The scroll API provides a more efficient way to request large data sets.

One can check the official documents for some detailed discussion on the scroll API. The upshot is, when one does a query which potentially returns a large data set, he/she should add a url parameter called scroll and specify a lifespan. For example, in our "match all" query, we should write:

POST /<index>/<doc_type>/_search?scroll=5m

{
	"query": {"match_all": {}},
	"size": 100 # we don't specify "from" now
}

Here we created a server-side scrolling cursor which is to be kept alive for 5 minutes. The response to this query will contain a _scroll_id field. One can then go the the /_search/scroll endpoint to retrieve data back.

{
	"scroll": "5m", #prolong cursor's life by another 5 mins
	"scroll_id": <_scroll_id given above>
}

Not surprisingly, Python's elasticsearch module has prepared a cursor-like generator function called scan. Here is the shortest answer to the question in the beginning.

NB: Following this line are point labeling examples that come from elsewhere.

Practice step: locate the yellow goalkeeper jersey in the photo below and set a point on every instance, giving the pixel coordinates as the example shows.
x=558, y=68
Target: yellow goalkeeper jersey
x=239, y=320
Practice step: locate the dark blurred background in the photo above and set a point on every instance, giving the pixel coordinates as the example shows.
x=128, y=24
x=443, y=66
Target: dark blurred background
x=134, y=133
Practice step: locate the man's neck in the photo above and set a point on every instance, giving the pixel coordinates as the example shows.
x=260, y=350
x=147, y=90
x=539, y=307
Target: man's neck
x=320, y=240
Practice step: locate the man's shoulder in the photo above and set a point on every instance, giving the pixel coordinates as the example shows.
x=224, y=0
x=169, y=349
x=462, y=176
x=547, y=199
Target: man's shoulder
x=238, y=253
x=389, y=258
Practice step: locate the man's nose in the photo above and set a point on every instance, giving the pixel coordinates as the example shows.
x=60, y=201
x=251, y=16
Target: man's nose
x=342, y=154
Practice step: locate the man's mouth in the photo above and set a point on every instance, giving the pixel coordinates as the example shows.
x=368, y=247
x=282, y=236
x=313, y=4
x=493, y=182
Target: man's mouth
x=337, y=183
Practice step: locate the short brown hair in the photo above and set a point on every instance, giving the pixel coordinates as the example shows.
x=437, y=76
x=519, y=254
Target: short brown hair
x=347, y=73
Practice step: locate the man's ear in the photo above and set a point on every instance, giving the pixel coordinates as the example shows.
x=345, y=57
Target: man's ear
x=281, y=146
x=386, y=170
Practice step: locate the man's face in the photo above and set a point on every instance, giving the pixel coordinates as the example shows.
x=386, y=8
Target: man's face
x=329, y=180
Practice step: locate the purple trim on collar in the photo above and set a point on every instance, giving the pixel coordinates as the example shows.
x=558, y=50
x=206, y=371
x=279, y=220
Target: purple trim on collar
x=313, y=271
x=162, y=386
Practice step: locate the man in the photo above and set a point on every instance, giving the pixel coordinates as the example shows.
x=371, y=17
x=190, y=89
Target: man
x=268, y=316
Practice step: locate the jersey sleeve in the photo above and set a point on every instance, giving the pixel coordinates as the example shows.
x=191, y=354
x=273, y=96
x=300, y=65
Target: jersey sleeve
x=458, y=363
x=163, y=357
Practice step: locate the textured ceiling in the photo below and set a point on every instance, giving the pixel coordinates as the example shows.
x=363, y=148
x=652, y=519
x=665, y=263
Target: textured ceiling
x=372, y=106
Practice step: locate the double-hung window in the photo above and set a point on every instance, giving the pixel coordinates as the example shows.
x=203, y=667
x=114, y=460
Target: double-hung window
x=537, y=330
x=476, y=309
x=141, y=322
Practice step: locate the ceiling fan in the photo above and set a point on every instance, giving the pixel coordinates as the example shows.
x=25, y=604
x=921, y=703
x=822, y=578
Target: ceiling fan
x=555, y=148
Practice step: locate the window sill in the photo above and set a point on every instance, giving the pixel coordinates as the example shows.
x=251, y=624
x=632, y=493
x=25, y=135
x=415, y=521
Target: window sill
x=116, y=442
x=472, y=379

from elasticsearch.helpers import scan
it = scan(es, query=query_body, index=index, doc_type=doc_type)
for doc in it:
	process(doc)

To retrieve "_id" only, we can wrap up this iterator as follows.

def get_id_iter(es, index, doc_type, query_body): # get the _id of each document
	query_body["stored_field"] = []
	it = scan(es, query=query_body, index=index, doc_type=doc_type)
	for rec in it:
		yield rec['_id']

Conclusion: In this article, we wrote a DIY cursor for the Elasticsearch python driver, using size and from in the query body. While it doesn't work well for large datasets, we demonstrated, using this example, how the database cursor objects are made of in Python, and discussed how the python iterator class works. It's always fun to build something from the beginning, even it doesn't work as well as its "official" counter-part.